Abstract
Health, safety and wellbeing should be the highest priority for all organisations. But as they reopen, businesses need to consider what a COVID-safe workplace looks like and how it can be effectively managed. The COVID-19 pandemic has highlighted the risks that can be involved in healthcare work. In this paper, we explore the issue of staff safety in clinical work using the example of personal protective equipment (PPE) in the COVID-19 crisis. We articulate some of the specific ethical challenges around PPE currently being faced by front-line clinicians, and develop an approach to staff safety that involves balancing duty to care and personal well-being. We describe each of these values, and present a decision-making framework that integrates the two. The aim of the framework is to guide the process of balancing these two values when staff safety is at stake, by facilitating ethical reflection and/or decision-making that is systematic, specific and transparent. (Rosalind J McDougall 2020).
Since its emergence, severe acute respiratory syndrome coronavirus 2 (SARS-CoV-2), which causes COVID-19, has become a global health threat. As of July 22, 2020, more than 15 million cases of COVID-19 have been documented worldwide, with nearly 6,18, 000 deaths. In the UK and the USA, Black, Asian, and minority ethnic communities have been disproportionately affected. With ongoing community transmission from asymptomatic individuals, disease burden is expected to rise. As a result, there will be an ongoing need for front-line health-care workers in patient-facing roles. Because this work requires close personal exposure to patients with SARS-CoV-2, front-line health-care workers are at high risk of infection, contributing to further spread. (Schwartz A, 2020).

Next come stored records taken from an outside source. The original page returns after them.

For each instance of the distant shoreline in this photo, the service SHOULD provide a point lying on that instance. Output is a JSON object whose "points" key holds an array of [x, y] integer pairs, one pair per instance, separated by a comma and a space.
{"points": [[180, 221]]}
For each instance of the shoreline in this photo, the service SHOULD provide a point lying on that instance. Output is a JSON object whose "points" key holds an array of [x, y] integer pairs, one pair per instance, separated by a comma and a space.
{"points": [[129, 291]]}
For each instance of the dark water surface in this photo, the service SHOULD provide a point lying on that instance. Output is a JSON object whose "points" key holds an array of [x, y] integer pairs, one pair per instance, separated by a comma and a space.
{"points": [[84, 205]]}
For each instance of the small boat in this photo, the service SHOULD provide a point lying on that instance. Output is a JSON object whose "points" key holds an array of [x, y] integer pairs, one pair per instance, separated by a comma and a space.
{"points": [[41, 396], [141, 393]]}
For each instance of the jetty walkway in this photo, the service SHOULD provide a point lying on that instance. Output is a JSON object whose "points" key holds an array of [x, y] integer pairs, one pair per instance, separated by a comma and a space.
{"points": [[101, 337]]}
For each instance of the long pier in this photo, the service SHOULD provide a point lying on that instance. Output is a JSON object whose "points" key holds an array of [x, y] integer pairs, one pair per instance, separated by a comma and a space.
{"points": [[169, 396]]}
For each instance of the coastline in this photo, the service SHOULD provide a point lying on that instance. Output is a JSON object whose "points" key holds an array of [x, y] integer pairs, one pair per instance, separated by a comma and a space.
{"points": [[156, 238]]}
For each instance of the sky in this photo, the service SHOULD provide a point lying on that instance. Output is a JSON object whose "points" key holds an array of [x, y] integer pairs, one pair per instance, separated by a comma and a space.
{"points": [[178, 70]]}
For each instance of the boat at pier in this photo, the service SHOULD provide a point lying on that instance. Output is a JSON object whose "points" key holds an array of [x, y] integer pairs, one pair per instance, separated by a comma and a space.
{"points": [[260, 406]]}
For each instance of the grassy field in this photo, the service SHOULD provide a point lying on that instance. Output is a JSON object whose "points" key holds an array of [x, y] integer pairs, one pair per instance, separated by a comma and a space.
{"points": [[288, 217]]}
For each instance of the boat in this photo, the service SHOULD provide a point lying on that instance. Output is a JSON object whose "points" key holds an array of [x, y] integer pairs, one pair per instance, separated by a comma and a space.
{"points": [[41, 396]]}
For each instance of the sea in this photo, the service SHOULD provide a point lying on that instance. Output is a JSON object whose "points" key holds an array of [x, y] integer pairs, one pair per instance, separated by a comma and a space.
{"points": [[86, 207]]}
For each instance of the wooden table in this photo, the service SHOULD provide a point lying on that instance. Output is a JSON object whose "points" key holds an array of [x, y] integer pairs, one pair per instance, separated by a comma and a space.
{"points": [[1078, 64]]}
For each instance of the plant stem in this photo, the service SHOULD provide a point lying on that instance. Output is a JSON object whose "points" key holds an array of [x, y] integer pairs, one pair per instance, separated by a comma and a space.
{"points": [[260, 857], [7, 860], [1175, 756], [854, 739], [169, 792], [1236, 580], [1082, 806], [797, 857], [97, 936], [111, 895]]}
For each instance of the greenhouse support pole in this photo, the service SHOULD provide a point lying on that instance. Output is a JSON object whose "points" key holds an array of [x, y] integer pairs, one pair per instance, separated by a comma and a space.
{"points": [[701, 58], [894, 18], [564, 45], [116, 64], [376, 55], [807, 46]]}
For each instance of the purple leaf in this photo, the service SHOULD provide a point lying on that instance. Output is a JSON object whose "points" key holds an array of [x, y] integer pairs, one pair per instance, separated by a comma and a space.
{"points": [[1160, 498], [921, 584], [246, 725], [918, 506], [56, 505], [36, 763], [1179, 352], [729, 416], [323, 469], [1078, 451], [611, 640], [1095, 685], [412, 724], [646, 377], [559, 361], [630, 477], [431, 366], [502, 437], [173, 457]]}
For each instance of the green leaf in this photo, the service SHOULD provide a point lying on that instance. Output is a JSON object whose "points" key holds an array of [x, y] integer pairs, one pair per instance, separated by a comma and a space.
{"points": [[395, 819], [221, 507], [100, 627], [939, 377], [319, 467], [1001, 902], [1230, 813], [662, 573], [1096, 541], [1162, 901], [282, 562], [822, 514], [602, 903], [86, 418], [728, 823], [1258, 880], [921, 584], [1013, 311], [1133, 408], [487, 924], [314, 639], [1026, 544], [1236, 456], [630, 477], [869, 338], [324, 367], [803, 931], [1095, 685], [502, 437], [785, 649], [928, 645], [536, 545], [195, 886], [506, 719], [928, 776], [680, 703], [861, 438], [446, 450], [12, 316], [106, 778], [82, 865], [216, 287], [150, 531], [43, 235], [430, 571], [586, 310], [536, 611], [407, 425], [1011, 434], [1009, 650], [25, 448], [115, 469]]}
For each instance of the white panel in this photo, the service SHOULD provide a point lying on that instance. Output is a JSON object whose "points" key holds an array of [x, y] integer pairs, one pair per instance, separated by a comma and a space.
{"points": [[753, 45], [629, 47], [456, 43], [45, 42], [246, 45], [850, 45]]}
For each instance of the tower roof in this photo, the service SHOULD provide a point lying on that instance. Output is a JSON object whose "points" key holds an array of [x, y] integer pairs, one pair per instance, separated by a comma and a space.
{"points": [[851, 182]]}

Initial estimates suggest that front-line health-care workers could account for 10–20% of all diagnoses, with some early evidence that people from Black, Asian, and minority ethnic backgrounds are at higher risk. Based on experience with other respiratory viruses, consistent use of personal protective equipment (PPE) is important to reduce nosocomial transmission. (CDC COVID-19 Response Team Characteristics of health care personnel with COVID-19: United States, 2020) Guidelines from the UK and the USA recommend mask use for health-care workers caring for people with COVID-19. However, global shortages of masks, respirators, face shields, and gowns, caused by surging demand and supply chain disruptions, have led to efforts to conserve PPE through extended use or reuse, and disinfection protocols have been developed, for which scientific consensus on best practice is scarce. Although addressing the needs of front-line health-care workers during the COVID-19 pandemic is a high priority, data to inform such efforts are scarce, and particularly so among Black, Asian, and minority ethnic communities. (Anderson RM, 2020)
While health care workers often accept increased risk of infection, as part of their chosen profession, they often exhibit concern about family transmission, especially involving family members who are elderly, immunocompromised, or have chronic medical conditions. While the CDC and Occupational Safety and Health Administration provide clear recommendations, it is evident that more is required to optimize safety in the current environment. (Livingston E, 2020).